A week ago, I nearly died in a climbing accident. The calls to stop climbing started in the emergency room in Massa when one of the nurses said to me, in beautifully Italian-intonated English:
"Chriiiis-topherrrrr. No climmm-bing! Feesh-iiing!"
The ER doctor suggested poker as an alternative to climbing. When I talked to my father a few days ago he muttered about a family Fatwah to prohibit me from climbing.

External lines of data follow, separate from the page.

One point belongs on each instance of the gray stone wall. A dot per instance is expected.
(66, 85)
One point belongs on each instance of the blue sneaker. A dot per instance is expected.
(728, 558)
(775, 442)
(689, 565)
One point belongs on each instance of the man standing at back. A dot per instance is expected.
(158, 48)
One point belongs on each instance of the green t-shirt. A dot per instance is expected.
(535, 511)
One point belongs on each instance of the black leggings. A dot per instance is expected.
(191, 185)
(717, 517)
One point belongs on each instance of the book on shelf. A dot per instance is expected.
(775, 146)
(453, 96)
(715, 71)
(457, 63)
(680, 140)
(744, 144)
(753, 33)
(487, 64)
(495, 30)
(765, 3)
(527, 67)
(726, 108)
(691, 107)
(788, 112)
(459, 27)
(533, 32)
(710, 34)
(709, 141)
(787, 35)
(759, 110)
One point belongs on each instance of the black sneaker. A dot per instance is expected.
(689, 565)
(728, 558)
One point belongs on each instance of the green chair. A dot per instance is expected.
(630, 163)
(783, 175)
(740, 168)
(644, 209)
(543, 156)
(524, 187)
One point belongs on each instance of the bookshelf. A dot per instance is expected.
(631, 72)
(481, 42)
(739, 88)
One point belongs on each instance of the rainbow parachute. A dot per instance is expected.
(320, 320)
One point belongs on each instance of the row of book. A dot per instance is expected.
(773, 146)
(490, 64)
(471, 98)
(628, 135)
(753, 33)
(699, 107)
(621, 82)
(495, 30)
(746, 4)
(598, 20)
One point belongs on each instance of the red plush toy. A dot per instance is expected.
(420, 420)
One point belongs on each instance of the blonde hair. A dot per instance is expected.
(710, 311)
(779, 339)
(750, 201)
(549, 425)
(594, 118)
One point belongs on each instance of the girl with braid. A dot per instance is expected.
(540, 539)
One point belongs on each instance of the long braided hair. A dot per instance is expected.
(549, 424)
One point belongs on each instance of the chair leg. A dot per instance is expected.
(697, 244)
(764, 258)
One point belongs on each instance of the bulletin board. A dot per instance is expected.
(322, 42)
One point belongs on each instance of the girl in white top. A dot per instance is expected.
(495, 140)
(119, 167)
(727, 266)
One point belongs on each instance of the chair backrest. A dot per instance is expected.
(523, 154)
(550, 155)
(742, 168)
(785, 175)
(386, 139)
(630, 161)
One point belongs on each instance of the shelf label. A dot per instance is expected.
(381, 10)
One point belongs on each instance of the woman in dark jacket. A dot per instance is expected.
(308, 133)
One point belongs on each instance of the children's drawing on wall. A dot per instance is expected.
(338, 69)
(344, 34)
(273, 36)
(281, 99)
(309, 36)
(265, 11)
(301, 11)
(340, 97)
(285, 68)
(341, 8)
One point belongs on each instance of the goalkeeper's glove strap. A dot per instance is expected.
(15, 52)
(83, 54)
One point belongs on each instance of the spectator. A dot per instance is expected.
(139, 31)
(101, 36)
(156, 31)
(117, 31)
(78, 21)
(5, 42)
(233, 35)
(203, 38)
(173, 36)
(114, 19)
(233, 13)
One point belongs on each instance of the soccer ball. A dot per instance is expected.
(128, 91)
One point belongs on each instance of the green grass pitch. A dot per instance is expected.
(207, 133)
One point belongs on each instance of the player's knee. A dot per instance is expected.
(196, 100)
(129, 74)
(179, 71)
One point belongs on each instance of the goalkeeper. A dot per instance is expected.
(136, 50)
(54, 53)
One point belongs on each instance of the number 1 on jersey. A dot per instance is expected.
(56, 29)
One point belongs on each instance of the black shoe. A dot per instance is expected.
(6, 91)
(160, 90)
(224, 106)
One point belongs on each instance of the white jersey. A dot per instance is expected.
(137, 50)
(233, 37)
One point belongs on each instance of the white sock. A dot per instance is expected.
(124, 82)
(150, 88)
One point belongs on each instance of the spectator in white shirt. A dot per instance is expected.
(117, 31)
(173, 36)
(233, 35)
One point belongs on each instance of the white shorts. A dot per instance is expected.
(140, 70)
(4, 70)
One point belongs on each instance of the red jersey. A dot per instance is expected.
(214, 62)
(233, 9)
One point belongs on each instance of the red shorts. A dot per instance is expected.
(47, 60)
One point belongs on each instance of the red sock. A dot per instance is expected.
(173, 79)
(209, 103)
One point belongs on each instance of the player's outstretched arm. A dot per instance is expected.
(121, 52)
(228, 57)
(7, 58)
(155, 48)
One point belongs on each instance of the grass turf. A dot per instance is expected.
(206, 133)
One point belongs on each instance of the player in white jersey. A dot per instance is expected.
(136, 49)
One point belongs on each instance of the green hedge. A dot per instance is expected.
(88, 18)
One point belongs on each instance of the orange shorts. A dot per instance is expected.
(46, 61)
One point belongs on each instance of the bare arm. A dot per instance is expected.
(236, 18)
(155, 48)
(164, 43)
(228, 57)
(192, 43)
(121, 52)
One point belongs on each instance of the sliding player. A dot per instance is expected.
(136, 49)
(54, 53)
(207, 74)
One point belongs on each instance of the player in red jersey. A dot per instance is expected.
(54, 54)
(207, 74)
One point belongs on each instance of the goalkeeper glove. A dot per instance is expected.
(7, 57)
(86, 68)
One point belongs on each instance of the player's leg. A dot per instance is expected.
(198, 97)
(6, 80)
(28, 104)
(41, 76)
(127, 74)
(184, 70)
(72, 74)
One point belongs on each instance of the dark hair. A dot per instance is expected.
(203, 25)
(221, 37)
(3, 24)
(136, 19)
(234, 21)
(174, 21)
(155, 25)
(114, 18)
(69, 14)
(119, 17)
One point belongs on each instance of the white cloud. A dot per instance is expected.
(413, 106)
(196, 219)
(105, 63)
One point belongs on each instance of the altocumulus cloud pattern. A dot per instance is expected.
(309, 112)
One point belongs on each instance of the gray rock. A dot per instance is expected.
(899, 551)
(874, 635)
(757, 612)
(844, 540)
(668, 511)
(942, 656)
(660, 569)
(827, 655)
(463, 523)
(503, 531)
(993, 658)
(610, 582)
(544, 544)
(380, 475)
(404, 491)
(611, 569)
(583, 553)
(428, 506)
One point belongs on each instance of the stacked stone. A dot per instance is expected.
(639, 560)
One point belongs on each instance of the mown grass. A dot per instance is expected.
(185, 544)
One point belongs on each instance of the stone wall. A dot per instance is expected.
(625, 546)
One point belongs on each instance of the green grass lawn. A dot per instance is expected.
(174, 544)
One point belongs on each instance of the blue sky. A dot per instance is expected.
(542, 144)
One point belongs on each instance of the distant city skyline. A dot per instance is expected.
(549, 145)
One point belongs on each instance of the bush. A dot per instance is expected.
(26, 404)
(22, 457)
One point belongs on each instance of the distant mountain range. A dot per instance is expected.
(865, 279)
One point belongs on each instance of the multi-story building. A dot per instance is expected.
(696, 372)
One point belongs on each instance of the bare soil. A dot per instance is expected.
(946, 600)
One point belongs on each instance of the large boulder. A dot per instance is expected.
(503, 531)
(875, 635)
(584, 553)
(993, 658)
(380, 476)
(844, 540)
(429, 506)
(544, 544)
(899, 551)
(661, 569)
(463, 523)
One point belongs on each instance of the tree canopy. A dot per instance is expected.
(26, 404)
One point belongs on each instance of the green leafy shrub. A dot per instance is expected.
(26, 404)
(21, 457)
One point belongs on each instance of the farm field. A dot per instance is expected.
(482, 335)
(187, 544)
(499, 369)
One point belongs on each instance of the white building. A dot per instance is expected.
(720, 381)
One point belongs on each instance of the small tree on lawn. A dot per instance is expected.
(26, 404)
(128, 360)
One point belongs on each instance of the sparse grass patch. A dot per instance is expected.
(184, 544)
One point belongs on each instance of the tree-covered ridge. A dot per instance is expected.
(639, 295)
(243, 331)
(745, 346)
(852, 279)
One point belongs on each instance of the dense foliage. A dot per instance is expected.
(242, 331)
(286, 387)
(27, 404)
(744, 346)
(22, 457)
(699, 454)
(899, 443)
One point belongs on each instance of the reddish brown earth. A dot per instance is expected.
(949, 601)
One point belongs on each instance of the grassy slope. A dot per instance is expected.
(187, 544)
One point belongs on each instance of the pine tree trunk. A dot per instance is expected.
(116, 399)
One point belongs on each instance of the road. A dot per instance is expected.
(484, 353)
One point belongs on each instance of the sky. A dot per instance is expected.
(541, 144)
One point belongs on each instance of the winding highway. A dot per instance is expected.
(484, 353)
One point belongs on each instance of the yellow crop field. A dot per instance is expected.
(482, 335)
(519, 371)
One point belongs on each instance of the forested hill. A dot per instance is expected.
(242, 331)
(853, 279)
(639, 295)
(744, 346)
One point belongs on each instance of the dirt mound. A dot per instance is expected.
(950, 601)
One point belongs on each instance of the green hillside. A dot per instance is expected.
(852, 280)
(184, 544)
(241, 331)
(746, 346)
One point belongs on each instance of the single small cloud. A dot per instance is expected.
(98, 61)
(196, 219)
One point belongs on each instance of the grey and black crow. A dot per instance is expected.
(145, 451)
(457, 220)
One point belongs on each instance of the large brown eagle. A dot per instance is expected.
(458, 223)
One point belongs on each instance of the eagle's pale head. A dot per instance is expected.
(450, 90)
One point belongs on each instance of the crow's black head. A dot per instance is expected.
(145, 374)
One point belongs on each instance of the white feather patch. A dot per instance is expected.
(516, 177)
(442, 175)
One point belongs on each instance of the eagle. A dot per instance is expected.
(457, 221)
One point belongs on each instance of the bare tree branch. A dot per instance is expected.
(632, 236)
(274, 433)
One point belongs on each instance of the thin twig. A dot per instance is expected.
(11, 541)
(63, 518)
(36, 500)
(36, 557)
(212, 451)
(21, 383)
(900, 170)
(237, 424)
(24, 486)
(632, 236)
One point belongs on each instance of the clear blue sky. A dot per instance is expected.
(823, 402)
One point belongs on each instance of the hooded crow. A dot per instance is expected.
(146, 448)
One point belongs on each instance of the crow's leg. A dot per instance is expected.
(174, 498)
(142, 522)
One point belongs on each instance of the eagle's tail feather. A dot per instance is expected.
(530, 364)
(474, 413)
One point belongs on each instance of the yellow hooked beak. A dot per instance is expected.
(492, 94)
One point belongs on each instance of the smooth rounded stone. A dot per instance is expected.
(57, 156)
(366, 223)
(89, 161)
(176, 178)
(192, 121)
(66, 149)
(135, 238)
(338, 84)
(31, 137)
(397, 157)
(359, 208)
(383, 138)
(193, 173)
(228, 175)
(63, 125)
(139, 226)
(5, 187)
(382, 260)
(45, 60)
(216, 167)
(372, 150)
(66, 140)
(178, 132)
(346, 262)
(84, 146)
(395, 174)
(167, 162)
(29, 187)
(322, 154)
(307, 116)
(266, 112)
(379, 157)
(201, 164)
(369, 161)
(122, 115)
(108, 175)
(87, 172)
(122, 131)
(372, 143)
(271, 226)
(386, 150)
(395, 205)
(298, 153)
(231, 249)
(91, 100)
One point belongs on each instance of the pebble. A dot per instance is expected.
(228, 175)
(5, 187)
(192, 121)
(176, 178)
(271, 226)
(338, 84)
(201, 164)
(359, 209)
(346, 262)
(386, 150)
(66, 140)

The accident can't be dismissed as a fluke
Whether or not climbing is safe in the abstract, my recent experience suggests that it's dangerous for me. Sure, I could argue the accident was a fluke, a "black swan" event. But I don't think that would be a legitimate argument, for two reasons:
1) the accident itself was pretty mundane. I wasn't paying sufficient attention, and I slipped. Perhaps it's bad luck that I slipped, but it doesn't feel like a highly improbable outlier event -- slipping is going to happen from time to time.
2) the basis of climbing safety is to avoid problems when possible, but to always be prepared when problems occur. You wear a helmet because a rock may hit you on the head. You are roped in because no matter how careful you are, given enough time, you are certain to fall.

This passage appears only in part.